It was a simple metal fish that hung on a wall. Initially.  A rainbow trout, larger than life size and faithfully painted by a somewhat famous artist.  It was constructed in two halves, a seam running lengthwise but invisible behind the paint. It had hung for years in the home office of Henry Hyde.

When the home burned to the ground in 1791 the fish fell from the wall and broke in half. Workers cleaning up the site did not pay particular attention to either half and so it fell into workers hard working hands. Each half found its separate way to humble digs where breakfast consisted of porridge and week old bread and leaving before dawn for the days work. The fish halves lay in the separate  burrows of an attic or basement corner it’s paint absorbing the moisture and maw of an atmosphere eager to perform its dance of eternity on the scaly skin.

Only a diet poor child could relish the half of a metal fish found by chance in gramma’s basement but that is exactly what happened. Emma took a rag nearby,  dusted the fish and to her delight discovered the iridescence that remained. To her young heart it was a whole and beautiful fish. Her imagination filled in the missing top half to perfection. Gramma made it hers, a gift to cherish for life.

The top half of the fish sailed across the Atlantic in the footlocker of a young immigrant to the United States in the late 1800s. Customs officials questioned Anthony with a smile, wondering what was important enough about a half metal fish to take up so much valuable space in his single footlocker. Anthony shrugged and smiled back. It would grace his office bookshelf for years, imagination painting in the bottom half hidden by Tennessee walnut shelving.

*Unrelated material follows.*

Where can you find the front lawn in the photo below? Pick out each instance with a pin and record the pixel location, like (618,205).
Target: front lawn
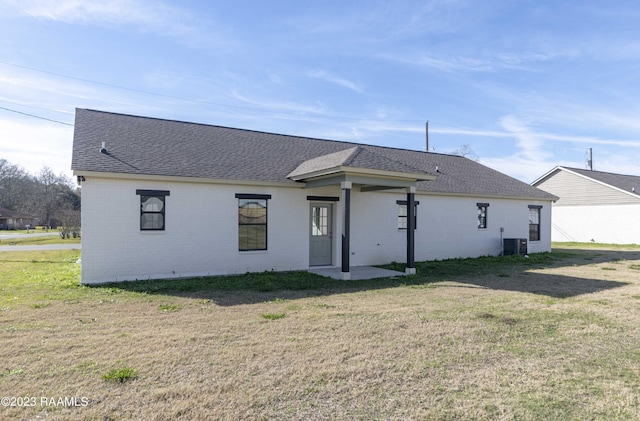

The fish halves immigrated nearly 100 years apart to America, Emma’s half now in the family of her great grand daughter, also named Emma.  They lived together in Groton, Connecticut  where nuclear submarines also home ported. A family, all the submariners, and one of Emma’s had been lost aboard a nuclear submarine many years before. Her family stayed in Groton and the bottom half of the fish decorated Emma’s bedroom window sill.

When the Twin Towers collapsed in 2001 the  upper half of the fish, once again after 200 plus years, found itself in the middle of disaster. It had survived before. It would again.  A fireman picked it out of the rubble and looked up to the sky, unsure for an instant why. He took the fish home and away from the misery enveloping him.

The fireman’s son raised goats. And fished. When he saw the fish his father had brought home from ground zero he had to have it.  His imagination saw a whole fish, complete in every detail. Peter, the simple goat herder as he often joked, placed the fish in the rear window of his pickup as he drove home, a forty mile drive. He enjoyed the view of his fish in his rear view mirror.

Stopping for groceries at his local Hyde’s supermarket,  he planned to buy some fresh vegetables to mix with Rice a Roni for dinner. A young bachelor rarely plans his next meal too far in advance.

The open parking space beside his pickup was occupied by a white Lexus. Emma’s parents. When Emma and Peter walked out of the supermarket moments apart they arrived at nearly the same instant to their time travel vehicles. Emma saw the fish in John’s rear window and with eyes inquisitive, spoke first.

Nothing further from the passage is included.